When she graduated from Vasquez High School in her hometown of Acton, Garrison was like so many young people who are the first members of their families to explore higher education.

She described herself as studious, but she looks back on that time and said, “I had absolutely no idea how to go about getting a bachelor’s degree.”

Garrison enrolled at nearby Antelope Valley College. In the process of taking general education courses, she happened to take a class that would change the path of her academic career.

“I stumbled upon a chemistry class, which was both an amazing and painful experience,” Garrison said. “It wasn’t an easy class, but you know how you feel like you’re in tune with a particular subject?”

That connection led to more chemistry courses and eventually declaring her major in biochemistry. Shortly thereafter, Garrison transferred to California State University, Northridge, where her education continued to flourish.

She has maintained a 4.0 GPA throughout her academic career, though Garrison did experience a crossroads that almost led to her dropping out of CSUN a little more than a year ago. Garrison was offered a position as a lab technician in forensics for the LAPD. With mounting debt from school loans, she came close to walking away and doing work more closely related to the TV show CSI.

“It was a rough decision, but I decided to stick with the bachelor’s degree route,” Garrison said. “I am very happy that I did it because I don’t think that I would have been happy. I certainly wouldn’t have been able to learn as much as I have.”

After deciding to stay in school, she partnered with one of her professors, Karin Crowhurst, and published a work with the mouthful title, “NMR-monitored titration of acid-stress bacterial chaperone HdeA reveals that Asp and Glu charge neutralization produces a loosened dimer structure in preparation for protein unfolding and chaperone activation.”

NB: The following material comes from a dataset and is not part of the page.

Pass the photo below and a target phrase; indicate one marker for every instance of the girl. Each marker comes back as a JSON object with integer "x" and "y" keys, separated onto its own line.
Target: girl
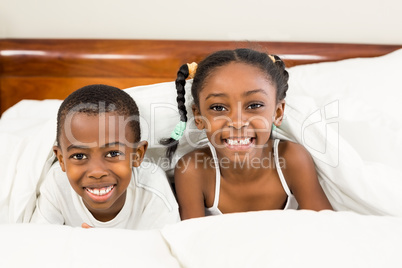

Garrison also joined a lab group with fellow students Lusine Simonyan, Madelene Chabaan, Jan Maly and Shayla Brooks that has been a great experience for her personally as well as academically. Her postgraduate plans are to enroll in a doctorate program, either in biochemistry or toxicology.

Upon being selected this year’s Wolfson Scholar, which is named after Leo Wolfson, the first vice president in CSUN’s history, Garrison could hardly contain her surprise.

“I was shocked that I was even put up for it, to be honest,” she said. “I know that I get good grades, but I don’t expect extra recognition for it. I was beyond shocked that I even got past the departmental phase, where I became the representative for the college.”

Garrison will be among the outstanding graduates recognized at the Honors Convocation at 6 p.m. on May 16 on the lawn in front of the Delmar T. Oviatt Library. Five days later she will graduate with the College of Science and Mathematics to fulfill her own goal as well as to fill her parents, Kathy and Stan Garrison, with abundant pride. And as she takes part in those ceremonies to reward all the hard work, sacrifice and decision to stay the course, Garrison will reflect on her days at CSUN.

“CSUN has been amazing to me in every way,” Garrison said. “The people here are incredibly nice. All of the professors have worked so hard to help me and they’ve sat there and dealt with all my questions and been super patient. My peers have really helped me as well. I’m really glad that I came here. I don’t think I would have had the same experience had I gone to a different place, and I wouldn’t have met the people that are now really important in my life.”